There is criticism that the new rule only addresses one piece of the WOTUS definition for wetlands that was rejected by the Court. The new rule eliminated the “significant nexus” test that the Supreme Court rejected, but ignored other concerns raised by farmers and agricultural groups. As expected, the amended rule implements Sackett’s “continuous surface connection” test for wetlands. The rule clarifies that when identifying federally jurisdictional wetlands, “adjacent” means “having a continuous surface connection,” meaning the Clean Water Act no longer covers “adjacent” wetlands, only “adjoining” ones. But the rule does not define what a “continuous surface connection” really means. The rule continues to rely on the vague phrase “relatively permanent” to describe one category of jurisdictional waters. The rule does not pick up all the restrictive language used by the majority opinion in Sackett—namely that wetlands must be practically indistinguishable from traditional jurisdictional waters to qualify as WOTUS.

Finally, the Agencies did not subject the new rule to a public notice and comment period (like most new rules). Instead, the Agencies indicated they were not exercising any discretion since this rule was just a recitation of what the Supreme Court had already decided. The Agencies explained that public notice and comment would not provide any new information, so it was not needed. Of course, the unusual procedural process is another reason the rule is likely to be challenged in court like every other WOTUS rule has been.
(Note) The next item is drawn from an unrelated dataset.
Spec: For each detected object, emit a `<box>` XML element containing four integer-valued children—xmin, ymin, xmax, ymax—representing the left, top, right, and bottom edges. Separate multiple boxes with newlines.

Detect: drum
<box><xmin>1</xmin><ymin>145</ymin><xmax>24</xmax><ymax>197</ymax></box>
The takeaway? Likely more WOTUS litigation, but within the bounds of Sackett. We are also likely to see state legislatures respond with new laws based on the Supreme Court’s language stressing state primacy in the area of water regulation. States could become more restrictive by giving their state agencies more jurisdiction over state wetlands, or could allow for more development by reducing state agency authority. If you receive a notice from state or federal agencies contending you have a jurisdictional wetland, I recommend contacting an attorney and an environmental consultant to sort through the changing legal landscape.